Figure 4 depicts the levels of four cytokines (IFNγ, IL6, sIL6R, and sgp130) over time in the 14 grade 4–5 subjects treated with tocilizumab. After the first dose of tocilizumab, there was generally a transient rise in IL6 levels, followed by a rapid decrease. sIL6R generally increased and continued to remain elevated for at least 2 to 3 weeks after tocilizumab, and sgp130 appeared to increase in some patients but not in others after tocilizumab (see Fig. 4 for additional details).
In this study, we have made a number of novel observations. First, we developed models that can predict which patients treated with CAR T cells are likely to become critically ill before they become ill, potentially allowing us to make early interventions that could reduce morbidity or mortality. Second, we established that concentrations of sIL6R and sgp130 are likely clinically and biologically relevant, as this is the first work that has systemically evaluated sIL6R and sgp130 after CAR T cells. Third, we identified 24 distinct cytokines that are differentially expressed in patients with severe versus without severe CRS, adding new insight into the biology underlying severe CRS. Finally, we confirmed our previously published but untested hypothesis that patients who develop severe CRS develop a clinical, laboratory, and biomarker profile consistent with secondary HLH.
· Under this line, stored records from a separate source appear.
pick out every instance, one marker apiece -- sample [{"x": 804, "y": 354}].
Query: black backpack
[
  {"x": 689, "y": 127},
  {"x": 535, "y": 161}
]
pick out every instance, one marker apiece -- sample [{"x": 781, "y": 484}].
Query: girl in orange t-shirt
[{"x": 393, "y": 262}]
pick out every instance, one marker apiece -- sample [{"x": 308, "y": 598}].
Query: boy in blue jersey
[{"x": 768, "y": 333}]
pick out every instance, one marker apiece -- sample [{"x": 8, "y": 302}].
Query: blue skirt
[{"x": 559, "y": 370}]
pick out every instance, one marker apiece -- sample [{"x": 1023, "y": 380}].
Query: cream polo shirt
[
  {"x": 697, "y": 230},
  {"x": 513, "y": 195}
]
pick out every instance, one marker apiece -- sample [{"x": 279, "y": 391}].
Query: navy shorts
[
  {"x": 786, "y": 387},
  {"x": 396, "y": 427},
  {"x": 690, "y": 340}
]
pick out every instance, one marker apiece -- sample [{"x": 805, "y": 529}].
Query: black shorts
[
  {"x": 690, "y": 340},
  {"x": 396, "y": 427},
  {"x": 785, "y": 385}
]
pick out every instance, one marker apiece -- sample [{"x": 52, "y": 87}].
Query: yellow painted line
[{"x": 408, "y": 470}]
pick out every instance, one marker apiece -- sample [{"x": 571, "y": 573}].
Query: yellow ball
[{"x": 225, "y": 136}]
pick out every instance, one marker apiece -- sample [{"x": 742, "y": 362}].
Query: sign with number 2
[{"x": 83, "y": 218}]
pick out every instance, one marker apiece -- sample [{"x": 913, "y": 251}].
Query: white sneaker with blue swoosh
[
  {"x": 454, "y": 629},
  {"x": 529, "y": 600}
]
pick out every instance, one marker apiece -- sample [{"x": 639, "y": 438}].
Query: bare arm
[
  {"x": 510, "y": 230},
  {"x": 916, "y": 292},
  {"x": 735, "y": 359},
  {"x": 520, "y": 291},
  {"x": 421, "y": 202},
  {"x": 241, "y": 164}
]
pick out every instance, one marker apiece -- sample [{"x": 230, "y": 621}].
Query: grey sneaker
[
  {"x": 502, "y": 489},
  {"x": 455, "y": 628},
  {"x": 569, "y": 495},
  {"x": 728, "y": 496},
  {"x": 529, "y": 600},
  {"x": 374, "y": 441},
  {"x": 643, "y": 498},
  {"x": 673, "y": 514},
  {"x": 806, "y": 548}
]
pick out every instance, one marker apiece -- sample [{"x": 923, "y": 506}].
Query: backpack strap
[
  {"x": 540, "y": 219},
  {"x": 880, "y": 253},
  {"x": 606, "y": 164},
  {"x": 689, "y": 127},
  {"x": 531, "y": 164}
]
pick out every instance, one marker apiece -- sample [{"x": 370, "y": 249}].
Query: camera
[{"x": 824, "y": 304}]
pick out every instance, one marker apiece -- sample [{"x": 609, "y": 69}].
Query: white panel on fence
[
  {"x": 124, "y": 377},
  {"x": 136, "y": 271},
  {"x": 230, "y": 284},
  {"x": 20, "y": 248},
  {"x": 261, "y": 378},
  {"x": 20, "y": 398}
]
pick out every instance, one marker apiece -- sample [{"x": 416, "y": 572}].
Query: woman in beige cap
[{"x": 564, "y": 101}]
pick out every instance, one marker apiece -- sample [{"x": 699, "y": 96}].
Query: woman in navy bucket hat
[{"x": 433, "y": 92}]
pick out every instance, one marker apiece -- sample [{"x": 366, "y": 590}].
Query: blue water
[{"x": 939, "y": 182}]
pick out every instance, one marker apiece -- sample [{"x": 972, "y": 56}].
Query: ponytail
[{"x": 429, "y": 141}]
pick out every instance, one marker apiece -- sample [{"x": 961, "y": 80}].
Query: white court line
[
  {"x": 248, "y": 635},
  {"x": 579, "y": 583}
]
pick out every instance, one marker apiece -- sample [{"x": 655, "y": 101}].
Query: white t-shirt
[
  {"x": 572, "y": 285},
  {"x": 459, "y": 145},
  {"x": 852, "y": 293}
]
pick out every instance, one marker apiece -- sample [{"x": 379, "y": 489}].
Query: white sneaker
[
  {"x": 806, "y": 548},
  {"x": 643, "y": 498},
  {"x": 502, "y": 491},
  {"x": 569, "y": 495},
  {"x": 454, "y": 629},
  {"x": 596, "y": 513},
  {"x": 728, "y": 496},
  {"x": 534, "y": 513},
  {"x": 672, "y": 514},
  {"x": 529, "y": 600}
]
The most common and potentially severe toxicity seen across trials using CAR-modified T-cell therapy is CRS. Data from our group and others suggest a correlation between development of CRS and response to CAR T cells (3, 4). Nevertheless, there does not appear to be a strong association between the degree of CRS and outcome (2). Similar to data with other T-cell–engaging therapies, including blinatumomab, our group and others have previously found that the severity of CRS may be associated with disease burden at the time of treatment (2, 3). Although this association exists, as we have demonstrated herein, disease burden alone is not sufficient to predict which patients will develop severe CRS. The PPV of high disease burden alone was poor as only 10 of 23 patients with an M3 marrow (>25% blasts) developed severe CRS. However, low disease burden does have a strong negative predictive value (NPV). In our pediatric cohort, only 1 of 15 patients who had marrow that demonstrated that <5% blasts at the time of CTL019 infusion developed severe CRS. Baseline disease burden was not obtained in most adults and our pediatric trials moving forward are no longer assessing disease burden at the time of infusion. Our data demonstrate that the risk of CRS can be predicted accurately without the need for assessment of disease burden at the time of infusion.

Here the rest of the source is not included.